HAIRSPRAY

Searching for a good, clean, uplifting, live-action Hollywood movie in a summer filled with endless action sequels, animated family fair, incomprehensible thrillers, mostly pallid comedies, and the occasional (in fact, all too rare) serious independent drama, can be like missing the one shining tree in a forest full of weeds.

But fear not! “Hairspray” opens on Friday, and if you have any love for musicals, or the ‘60s, or East Coast cities like Baltimore, or dancing, or feel-good stories, I doubt you’ll have a better time at the movies this summer.

Sure, it’s an adaptation of the Broadway musical that is itself transmuted from John Waters’ campy 1988 film. But in the hands of director Adam Shankman, the new “Hairspray” comes across as surprisingly fresh and invigorating, somehow craftily balancing ‘60s-era innocence with modern-day techniques, ending up with a musical that doesn’t make you sit up and notice when the singing starts – largely because it rarely stops.

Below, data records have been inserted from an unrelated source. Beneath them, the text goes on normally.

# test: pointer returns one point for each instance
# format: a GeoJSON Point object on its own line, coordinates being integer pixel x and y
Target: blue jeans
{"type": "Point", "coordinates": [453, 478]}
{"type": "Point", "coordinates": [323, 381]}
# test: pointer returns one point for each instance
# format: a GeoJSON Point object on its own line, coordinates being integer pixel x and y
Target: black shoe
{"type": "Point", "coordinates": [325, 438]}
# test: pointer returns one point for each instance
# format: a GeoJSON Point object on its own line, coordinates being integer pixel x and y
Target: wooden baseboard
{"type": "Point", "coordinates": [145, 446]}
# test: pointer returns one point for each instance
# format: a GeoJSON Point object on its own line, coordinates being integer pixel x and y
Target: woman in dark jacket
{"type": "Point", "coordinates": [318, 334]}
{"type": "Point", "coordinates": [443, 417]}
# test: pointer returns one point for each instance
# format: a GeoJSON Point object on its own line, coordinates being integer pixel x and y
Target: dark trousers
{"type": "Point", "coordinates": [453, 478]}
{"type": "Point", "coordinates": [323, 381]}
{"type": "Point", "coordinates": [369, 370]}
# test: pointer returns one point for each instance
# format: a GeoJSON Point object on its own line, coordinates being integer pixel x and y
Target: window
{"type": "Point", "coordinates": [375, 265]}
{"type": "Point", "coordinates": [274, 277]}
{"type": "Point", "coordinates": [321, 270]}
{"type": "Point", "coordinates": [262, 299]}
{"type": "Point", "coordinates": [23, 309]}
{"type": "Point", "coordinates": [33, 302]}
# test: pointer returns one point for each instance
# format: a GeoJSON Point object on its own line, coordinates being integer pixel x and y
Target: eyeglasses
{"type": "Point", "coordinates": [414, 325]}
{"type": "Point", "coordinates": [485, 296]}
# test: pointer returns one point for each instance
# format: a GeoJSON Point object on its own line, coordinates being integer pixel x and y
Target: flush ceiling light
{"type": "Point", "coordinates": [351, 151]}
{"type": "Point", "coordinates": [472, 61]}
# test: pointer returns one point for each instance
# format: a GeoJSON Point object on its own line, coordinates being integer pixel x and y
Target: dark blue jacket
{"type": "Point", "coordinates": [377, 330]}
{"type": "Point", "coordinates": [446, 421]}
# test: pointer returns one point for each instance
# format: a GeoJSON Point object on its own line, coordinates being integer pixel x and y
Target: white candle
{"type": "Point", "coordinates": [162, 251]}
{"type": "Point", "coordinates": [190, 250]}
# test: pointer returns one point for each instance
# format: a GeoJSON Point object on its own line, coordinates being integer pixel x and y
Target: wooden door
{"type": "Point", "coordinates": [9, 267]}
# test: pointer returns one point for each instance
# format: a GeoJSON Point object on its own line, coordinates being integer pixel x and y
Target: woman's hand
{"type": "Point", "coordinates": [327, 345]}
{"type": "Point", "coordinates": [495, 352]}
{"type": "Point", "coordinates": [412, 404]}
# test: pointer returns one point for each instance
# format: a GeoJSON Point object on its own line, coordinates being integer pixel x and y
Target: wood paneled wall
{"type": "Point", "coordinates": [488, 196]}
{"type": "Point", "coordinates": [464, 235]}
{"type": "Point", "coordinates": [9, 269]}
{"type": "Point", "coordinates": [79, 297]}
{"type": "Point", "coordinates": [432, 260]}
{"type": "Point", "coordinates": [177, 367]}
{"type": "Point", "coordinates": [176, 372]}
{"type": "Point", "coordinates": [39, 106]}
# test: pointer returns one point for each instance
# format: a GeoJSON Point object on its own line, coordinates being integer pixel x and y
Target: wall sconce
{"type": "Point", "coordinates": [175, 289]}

The story takes place in a high school, record shop, and TV variety show set in 1962 in Baltimore, where, like most of the rest of country, racial tensions have begun to build. But while the integration message comes through loud and clear, it’s not the focus of the piece. Rather it’s the dreams of portly teenager Tracy Turnblad to land a slot on the local TV dance party and perhaps wind up with the title of Miss Teenage Hairspray.

The adults in the cast are all veteran thespians, from the marquee, names like John Travolta – who, outfitted in a huge latex fat suit, plays Tracy’s mom, Edna – and Christopher Walken (Tracy’s dad), Michelle Pfeiffer (mother of Tracy’s rival), Allison Janney (mother of her best friend) and Queen Latifah (the local record store owner). But the kids who make up the bulk of the scenes are all newcomers, led by Nikki Blonsky, who was 17 and had a résumé with exactly zero professional gigs when she was cast, and Elijah Kelley, who plays her friend’s love interest and had just a short list of credits before this role.

That the entire cast is captured as a never-ending bundle of energy on film is likely largely due to Shankman, who is himself a boundless source of childlike enthusiasm and (perhaps ADHD-fueled) a zesty spirit. The director, whose previous films – including the largely formulaic “Pacifier,” “The Wedding Planner” and “Cheaper by the Dozen 2” – surely wouldn’t point to such an achievement as “Hairspray,” literally bounded on stage jabbing and dancing like a ringside boxer at a preview screening at the Lobero sponsored by the Santa Barbara Film Festival’s Cinema Society last weekend, as did both Blonsky and Kelley.

“According to my mother, I popped out of her singing and dancing,” Shankman told the audience after the screening, and then added that he also felt not only qualified but destined to direct the new movie because he shared Tracy’s emotions as a child. “I grew up feeling completely like an outsider, so I related very deeply to Tracy’s character,” he admitted.

Shankman addressed how he treaded the fine line between camp and nostalgia, and the inherent difficulties in movie musicals that comes up because real people don’t break into song at the drop of hat.

“I wanted to play it real, because we live in an unreal world,” he said. “Musicals are life but just a little bit more. I think of text as music and I think of the music as the score to these people’s lives,” he continued, adding that, “To me the dancing is just an extension of how they actually feel and move.”

Go see “Hairspray.” You’ll feel, and move and dance, too.